I didn't grow up in deepest darkest Uptown, so I haven't spent much time at the Butterfly park behind the Zoo. Likewise I don't live near the bike trail that starts around the parish line either but NOLA.com's James O'Byrne does and his description of his 25 mile ride along the levee to the Bonnet Carre spillway is well worth your time.

Most of the New Orleans riverfront, however, has long been separated from the population by port facilities, railways, and of course levees and floodwalls. Which means that for many of the neighborhoods along the river, the view of this "strong brown god" (cribbing Eliot's phrase from O'Byrne's reference) is, well, limited.

Tchoupitoulas riverfront

So even those of us who live our lives in the shadow of this awesome natural force still have to seek it out if whenever we want to have a look. Here's a slideshow of everything I've ever tagged "Mississippi River" on Flickr. Most of these are taken at Woldenberg Park and the Moonwalk in the French Quarter. These areas have only been made public access points to the river within the most recent generation. A few pictures were taken from the top of the levee near the foot of Carrollton Avenue Uptown, and a couple are from the roof of the Omni Royal Orleans Hotel which I discovered last weekend no longer permits non-hotel guests to access the observation deck.
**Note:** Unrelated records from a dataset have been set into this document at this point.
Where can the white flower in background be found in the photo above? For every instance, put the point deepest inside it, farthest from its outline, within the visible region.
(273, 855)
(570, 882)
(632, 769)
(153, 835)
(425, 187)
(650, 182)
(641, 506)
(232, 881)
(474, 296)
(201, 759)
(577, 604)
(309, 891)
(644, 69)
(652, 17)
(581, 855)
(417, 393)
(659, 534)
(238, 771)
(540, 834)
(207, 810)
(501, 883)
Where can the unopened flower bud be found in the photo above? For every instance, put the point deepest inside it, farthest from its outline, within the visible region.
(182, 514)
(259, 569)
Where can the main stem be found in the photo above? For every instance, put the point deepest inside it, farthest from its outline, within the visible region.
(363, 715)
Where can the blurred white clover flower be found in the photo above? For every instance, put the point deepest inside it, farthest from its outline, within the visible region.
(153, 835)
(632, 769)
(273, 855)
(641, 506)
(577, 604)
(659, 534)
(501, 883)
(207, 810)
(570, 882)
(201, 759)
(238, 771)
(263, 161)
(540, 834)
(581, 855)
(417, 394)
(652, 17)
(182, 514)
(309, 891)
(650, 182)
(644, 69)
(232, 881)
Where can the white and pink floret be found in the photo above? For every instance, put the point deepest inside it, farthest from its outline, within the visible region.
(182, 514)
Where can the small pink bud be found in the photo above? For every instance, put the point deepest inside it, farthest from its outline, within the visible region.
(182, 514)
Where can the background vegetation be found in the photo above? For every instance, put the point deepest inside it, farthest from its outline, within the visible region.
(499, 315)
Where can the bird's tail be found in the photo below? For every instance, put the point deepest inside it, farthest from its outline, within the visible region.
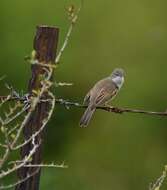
(87, 116)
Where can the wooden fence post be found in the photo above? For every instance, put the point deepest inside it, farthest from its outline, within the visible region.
(45, 46)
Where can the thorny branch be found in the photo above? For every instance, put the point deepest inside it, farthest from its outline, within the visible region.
(30, 103)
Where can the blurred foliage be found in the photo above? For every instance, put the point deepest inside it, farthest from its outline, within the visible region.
(116, 151)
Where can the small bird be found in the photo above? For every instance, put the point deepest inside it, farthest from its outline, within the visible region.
(101, 93)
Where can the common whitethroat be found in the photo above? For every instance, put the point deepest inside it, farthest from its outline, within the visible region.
(101, 93)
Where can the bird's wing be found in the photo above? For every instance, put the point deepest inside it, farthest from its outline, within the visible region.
(105, 95)
(87, 98)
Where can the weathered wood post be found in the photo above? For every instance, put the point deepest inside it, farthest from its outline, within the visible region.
(45, 46)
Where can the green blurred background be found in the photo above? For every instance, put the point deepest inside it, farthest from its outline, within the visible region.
(121, 152)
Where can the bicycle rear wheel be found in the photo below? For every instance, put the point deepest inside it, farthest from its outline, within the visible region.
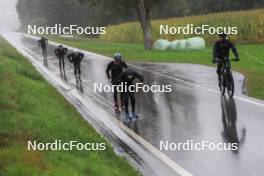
(222, 84)
(230, 86)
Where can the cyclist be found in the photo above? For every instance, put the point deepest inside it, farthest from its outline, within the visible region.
(127, 77)
(76, 58)
(60, 52)
(116, 67)
(221, 51)
(43, 44)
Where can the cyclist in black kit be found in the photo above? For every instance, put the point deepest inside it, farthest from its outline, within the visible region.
(127, 77)
(221, 51)
(76, 58)
(43, 44)
(61, 52)
(116, 67)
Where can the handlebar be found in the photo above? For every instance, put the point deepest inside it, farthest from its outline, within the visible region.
(217, 60)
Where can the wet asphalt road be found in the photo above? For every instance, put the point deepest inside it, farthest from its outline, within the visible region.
(189, 112)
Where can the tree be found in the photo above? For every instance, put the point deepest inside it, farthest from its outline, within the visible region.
(143, 10)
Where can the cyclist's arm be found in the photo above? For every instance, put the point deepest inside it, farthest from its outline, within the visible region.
(125, 65)
(214, 51)
(234, 50)
(108, 68)
(81, 56)
(69, 58)
(138, 76)
(119, 78)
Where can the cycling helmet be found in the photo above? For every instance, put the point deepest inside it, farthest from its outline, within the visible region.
(117, 57)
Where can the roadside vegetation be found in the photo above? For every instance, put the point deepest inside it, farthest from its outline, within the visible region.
(251, 63)
(31, 109)
(250, 25)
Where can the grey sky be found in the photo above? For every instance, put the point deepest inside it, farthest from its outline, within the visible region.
(8, 15)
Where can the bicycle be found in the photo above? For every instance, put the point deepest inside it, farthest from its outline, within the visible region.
(226, 80)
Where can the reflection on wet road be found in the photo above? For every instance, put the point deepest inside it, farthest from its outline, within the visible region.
(187, 113)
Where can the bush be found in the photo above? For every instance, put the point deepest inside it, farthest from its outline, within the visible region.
(161, 44)
(250, 27)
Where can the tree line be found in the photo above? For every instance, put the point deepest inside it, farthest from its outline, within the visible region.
(108, 12)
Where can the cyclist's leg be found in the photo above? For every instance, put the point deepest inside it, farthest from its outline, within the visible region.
(218, 71)
(60, 63)
(75, 71)
(126, 97)
(79, 70)
(115, 97)
(63, 63)
(133, 101)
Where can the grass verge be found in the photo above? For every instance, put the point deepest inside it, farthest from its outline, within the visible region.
(30, 109)
(251, 64)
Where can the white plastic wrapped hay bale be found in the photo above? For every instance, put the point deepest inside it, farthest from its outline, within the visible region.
(195, 43)
(161, 44)
(181, 45)
(173, 45)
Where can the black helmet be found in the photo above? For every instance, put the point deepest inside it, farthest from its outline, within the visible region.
(117, 57)
(222, 35)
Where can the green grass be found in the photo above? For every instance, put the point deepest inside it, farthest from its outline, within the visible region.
(251, 64)
(30, 109)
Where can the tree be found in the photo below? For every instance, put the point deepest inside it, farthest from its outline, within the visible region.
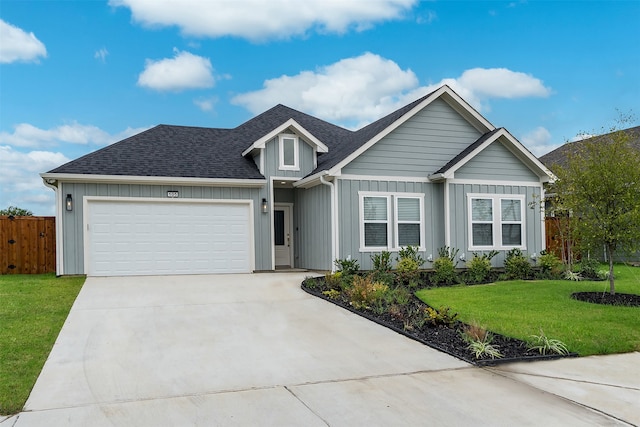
(600, 187)
(15, 211)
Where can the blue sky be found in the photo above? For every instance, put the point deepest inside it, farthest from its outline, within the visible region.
(76, 76)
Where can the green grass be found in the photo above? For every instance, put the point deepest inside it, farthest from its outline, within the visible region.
(33, 309)
(520, 309)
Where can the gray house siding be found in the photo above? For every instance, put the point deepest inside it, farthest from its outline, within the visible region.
(312, 228)
(420, 146)
(349, 215)
(502, 164)
(459, 225)
(272, 159)
(72, 222)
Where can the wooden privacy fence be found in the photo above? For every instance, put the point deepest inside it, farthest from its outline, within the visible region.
(27, 244)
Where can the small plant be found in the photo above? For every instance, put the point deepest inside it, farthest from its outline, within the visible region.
(332, 293)
(347, 266)
(382, 261)
(516, 265)
(550, 265)
(444, 272)
(479, 267)
(447, 252)
(573, 276)
(545, 345)
(442, 316)
(365, 292)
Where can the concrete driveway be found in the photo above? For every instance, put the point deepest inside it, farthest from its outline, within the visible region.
(256, 350)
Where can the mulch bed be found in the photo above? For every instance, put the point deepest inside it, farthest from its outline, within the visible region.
(443, 338)
(606, 298)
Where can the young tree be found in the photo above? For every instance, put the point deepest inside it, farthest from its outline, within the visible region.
(600, 186)
(15, 211)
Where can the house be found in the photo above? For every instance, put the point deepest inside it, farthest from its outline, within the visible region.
(286, 189)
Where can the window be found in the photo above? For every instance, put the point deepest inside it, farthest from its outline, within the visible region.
(383, 228)
(496, 221)
(288, 146)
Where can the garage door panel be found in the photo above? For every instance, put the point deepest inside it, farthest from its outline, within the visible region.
(136, 238)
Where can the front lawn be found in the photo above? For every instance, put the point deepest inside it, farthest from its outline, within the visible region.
(520, 309)
(33, 309)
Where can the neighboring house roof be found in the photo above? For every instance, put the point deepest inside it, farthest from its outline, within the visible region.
(210, 153)
(560, 156)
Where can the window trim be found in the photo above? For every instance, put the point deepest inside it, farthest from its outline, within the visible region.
(496, 222)
(392, 219)
(296, 152)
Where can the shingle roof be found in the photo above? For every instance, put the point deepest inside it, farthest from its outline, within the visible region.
(464, 153)
(560, 156)
(197, 152)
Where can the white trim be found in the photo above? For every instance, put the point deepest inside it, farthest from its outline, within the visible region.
(450, 97)
(496, 221)
(494, 182)
(385, 178)
(260, 143)
(296, 152)
(514, 146)
(155, 180)
(85, 218)
(289, 207)
(392, 219)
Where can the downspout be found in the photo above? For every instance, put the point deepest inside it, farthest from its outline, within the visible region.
(334, 252)
(55, 188)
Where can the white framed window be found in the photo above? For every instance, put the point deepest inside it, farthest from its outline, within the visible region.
(496, 221)
(389, 221)
(288, 152)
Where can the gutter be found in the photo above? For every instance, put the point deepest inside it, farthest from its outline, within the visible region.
(334, 220)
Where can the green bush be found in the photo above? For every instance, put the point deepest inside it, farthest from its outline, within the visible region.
(444, 272)
(516, 265)
(347, 266)
(366, 293)
(550, 265)
(479, 267)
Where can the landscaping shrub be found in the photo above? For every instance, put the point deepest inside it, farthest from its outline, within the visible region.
(516, 265)
(364, 292)
(550, 265)
(479, 267)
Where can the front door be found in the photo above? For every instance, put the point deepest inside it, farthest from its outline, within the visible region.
(282, 237)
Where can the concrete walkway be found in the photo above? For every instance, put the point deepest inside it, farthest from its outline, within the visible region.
(256, 350)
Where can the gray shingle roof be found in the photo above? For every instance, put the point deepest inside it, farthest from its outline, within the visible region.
(197, 152)
(560, 155)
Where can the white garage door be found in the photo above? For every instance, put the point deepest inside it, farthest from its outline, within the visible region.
(126, 238)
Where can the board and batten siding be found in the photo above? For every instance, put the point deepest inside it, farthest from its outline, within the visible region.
(312, 228)
(272, 160)
(499, 162)
(72, 222)
(349, 215)
(420, 146)
(459, 225)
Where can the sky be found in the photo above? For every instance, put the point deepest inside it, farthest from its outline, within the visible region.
(76, 76)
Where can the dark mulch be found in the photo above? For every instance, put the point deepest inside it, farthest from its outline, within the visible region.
(628, 300)
(443, 338)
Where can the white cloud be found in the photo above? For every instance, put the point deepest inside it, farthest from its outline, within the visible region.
(538, 141)
(28, 135)
(184, 71)
(18, 45)
(356, 91)
(259, 20)
(101, 55)
(20, 182)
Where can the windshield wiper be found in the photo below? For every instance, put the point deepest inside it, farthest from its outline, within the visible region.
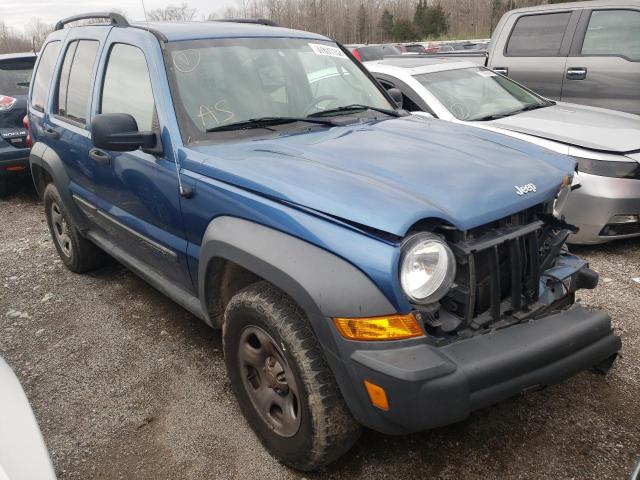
(355, 107)
(266, 122)
(496, 116)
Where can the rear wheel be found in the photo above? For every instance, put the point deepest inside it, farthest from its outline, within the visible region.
(77, 253)
(283, 384)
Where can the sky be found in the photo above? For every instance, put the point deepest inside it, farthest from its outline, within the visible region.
(17, 14)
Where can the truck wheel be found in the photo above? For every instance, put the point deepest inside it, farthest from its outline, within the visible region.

Yesterday, the Mayor, along with an assortment of Corps of Engineers spokesmen and emergency officials (some of whom appeared in camouflage fatigues for no discernible reason) held a press conference. Their message to the public:

1) Don't panic. We're completely safe. We frankly don't even know why we have to come out here and tell you this.

2) Everybody is urged to stay off of the levees this weekend because even though we're completely safe and everything is fine, you um... wouldn't want to upset the delicate situation we're all in by standing too close.

3) If you're on the levees this weekend you'll probably see some interesting things that we would like you to report.

The public was given a phone number to call when they see whatever it is they're not supposed to be out there panicking over. Natually, I'm planning to go out to the river today at some point. That is, I am if this rain stops which, of course, is something else I'm sure we shouldn't be worried about.